5.5. Capacity-Building and Knowledge-Sharing
The EU medicines network emphasizes capacity-building through knowledge-sharing, training programs (EU Network Training Centre), and scientific advice. HTA organizations can establish similar mechanisms to strengthen scientific and technical capacity across member states and enhance mutual learning.
5.6. Stepwise Approach and Iterative Optimization
The EU regulatory network evolved through iterative adjustments and amendments over decades, reflecting on challenges and adapting solutions. HTA should anticipate and embrace a phased implementation of harmonized processes, ensuring mechanisms for feedback and continuous improvement. Furthermore, a reflection following experiences and an evaluation, as already foreseen by Article 31 of the EU HTA Regulation after three years, is of great value as the evaluation and the resulting adjustments to the central marketing authorization procedure have clearly shown.
5.7. Patient-Centricity and Transparent Decision-Making
The medicines regulatory landscape integrates patient perspectives into regulatory decisions and ensures transparency in decision-making.
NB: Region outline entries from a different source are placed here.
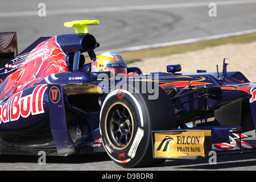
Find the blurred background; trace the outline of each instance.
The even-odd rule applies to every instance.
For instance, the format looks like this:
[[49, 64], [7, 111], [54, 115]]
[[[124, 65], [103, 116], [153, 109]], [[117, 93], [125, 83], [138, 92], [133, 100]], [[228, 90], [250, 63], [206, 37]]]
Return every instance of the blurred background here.
[[[42, 6], [42, 3], [44, 7]], [[178, 44], [183, 44], [186, 43], [183, 40], [191, 39], [196, 42], [213, 35], [217, 35], [216, 38], [218, 35], [230, 36], [234, 32], [243, 34], [245, 31], [249, 31], [247, 33], [256, 32], [256, 0], [9, 0], [1, 1], [0, 4], [0, 32], [17, 32], [19, 52], [40, 36], [74, 32], [73, 28], [64, 27], [63, 23], [75, 20], [100, 21], [99, 25], [89, 27], [89, 32], [100, 44], [96, 50], [97, 53], [109, 50], [122, 52], [155, 48], [177, 41]], [[44, 15], [42, 10], [46, 10]], [[224, 40], [222, 43], [217, 44], [208, 42], [195, 49], [192, 45], [182, 52], [172, 51], [171, 54], [176, 56], [174, 58], [166, 57], [175, 49], [172, 47], [164, 53], [150, 49], [140, 54], [137, 52], [123, 53], [123, 56], [131, 65], [143, 65], [144, 72], [164, 71], [166, 64], [177, 63], [175, 60], [181, 64], [185, 72], [195, 72], [196, 69], [212, 68], [212, 71], [215, 71], [215, 64], [222, 64], [224, 57], [229, 58], [230, 62], [241, 64], [229, 63], [234, 64], [233, 68], [230, 67], [230, 70], [240, 70], [246, 67], [251, 69], [255, 61], [255, 55], [252, 55], [255, 52], [253, 51], [255, 45], [247, 45], [253, 50], [249, 51], [245, 44], [256, 40], [253, 35], [246, 37], [246, 41], [243, 39], [236, 42], [244, 44], [240, 47], [224, 47], [214, 50], [216, 46], [226, 44]], [[227, 43], [234, 43], [232, 41]], [[175, 55], [201, 51], [205, 48], [209, 48], [206, 52]], [[228, 52], [230, 49], [233, 52]], [[241, 51], [238, 51], [240, 49]], [[240, 53], [240, 59], [234, 56], [234, 53]], [[203, 55], [204, 57], [198, 57]], [[249, 56], [250, 57], [246, 57]], [[154, 61], [156, 59], [151, 62], [145, 60], [156, 57], [159, 60], [158, 64]], [[249, 63], [246, 62], [248, 60]], [[209, 67], [207, 67], [208, 64]], [[253, 79], [256, 81], [256, 77]]]

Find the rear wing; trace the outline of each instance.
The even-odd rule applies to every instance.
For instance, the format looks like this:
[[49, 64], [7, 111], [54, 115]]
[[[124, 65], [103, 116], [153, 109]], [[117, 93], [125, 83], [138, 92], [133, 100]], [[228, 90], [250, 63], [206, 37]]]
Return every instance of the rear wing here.
[[0, 33], [0, 67], [2, 67], [18, 54], [17, 34]]

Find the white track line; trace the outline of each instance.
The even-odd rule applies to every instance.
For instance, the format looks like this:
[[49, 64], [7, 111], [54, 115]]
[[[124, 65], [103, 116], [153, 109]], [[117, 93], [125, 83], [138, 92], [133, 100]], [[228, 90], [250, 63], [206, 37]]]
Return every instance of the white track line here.
[[99, 54], [102, 52], [109, 52], [109, 51], [115, 51], [115, 52], [134, 51], [138, 51], [138, 50], [145, 49], [155, 48], [160, 48], [160, 47], [168, 47], [168, 46], [176, 46], [176, 45], [180, 45], [180, 44], [193, 43], [201, 42], [201, 41], [214, 40], [214, 39], [221, 39], [221, 38], [228, 38], [228, 37], [230, 37], [230, 36], [252, 34], [252, 33], [255, 33], [255, 32], [256, 32], [256, 29], [247, 30], [241, 31], [238, 31], [238, 32], [236, 32], [215, 35], [212, 35], [212, 36], [205, 36], [205, 37], [201, 37], [201, 38], [193, 38], [193, 39], [182, 40], [168, 42], [165, 42], [165, 43], [162, 43], [147, 44], [147, 45], [143, 45], [143, 46], [140, 46], [130, 47], [123, 48], [120, 48], [120, 49], [113, 49], [113, 50], [102, 51], [101, 51], [101, 52], [100, 52], [100, 51], [98, 51], [98, 52], [97, 52], [96, 53], [97, 53], [97, 54]]
[[[47, 10], [48, 7], [47, 4], [46, 4], [46, 15], [47, 16], [49, 15], [77, 14], [84, 14], [89, 13], [92, 13], [98, 12], [104, 13], [104, 12], [114, 12], [114, 11], [133, 11], [133, 10], [166, 9], [193, 7], [200, 6], [206, 6], [208, 7], [209, 4], [213, 2], [215, 3], [217, 6], [230, 5], [255, 3], [256, 3], [256, 0], [219, 1], [213, 2], [208, 1], [208, 2], [199, 2], [193, 3], [184, 3], [131, 6], [123, 6], [123, 7], [84, 8], [84, 9], [55, 10]], [[38, 9], [36, 10], [39, 10], [39, 9]], [[37, 16], [37, 15], [38, 15], [37, 11], [0, 13], [0, 18], [24, 16]]]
HTA can similarly enhance patient and stakeholder engagement, building broader acceptance and trust in the assessments.
5.8. In the End: Efficiency Gains Through Centralization
Centralized medicinal product assessments reduce the duplication of effort across EU member states, building efficiencies. HTA can aim for similar efficiency in clinical evaluations by pooling resources for joint assessments, allowing national bodies to focus on regional economic and policy considerations.
By learning from the regulatory medicines network’s successes and challenges, the EU HTA system can evolve into a robust, cooperative framework that enhances the quality, efficiency, and impact of health technology assessments across Europe—for the good of patients.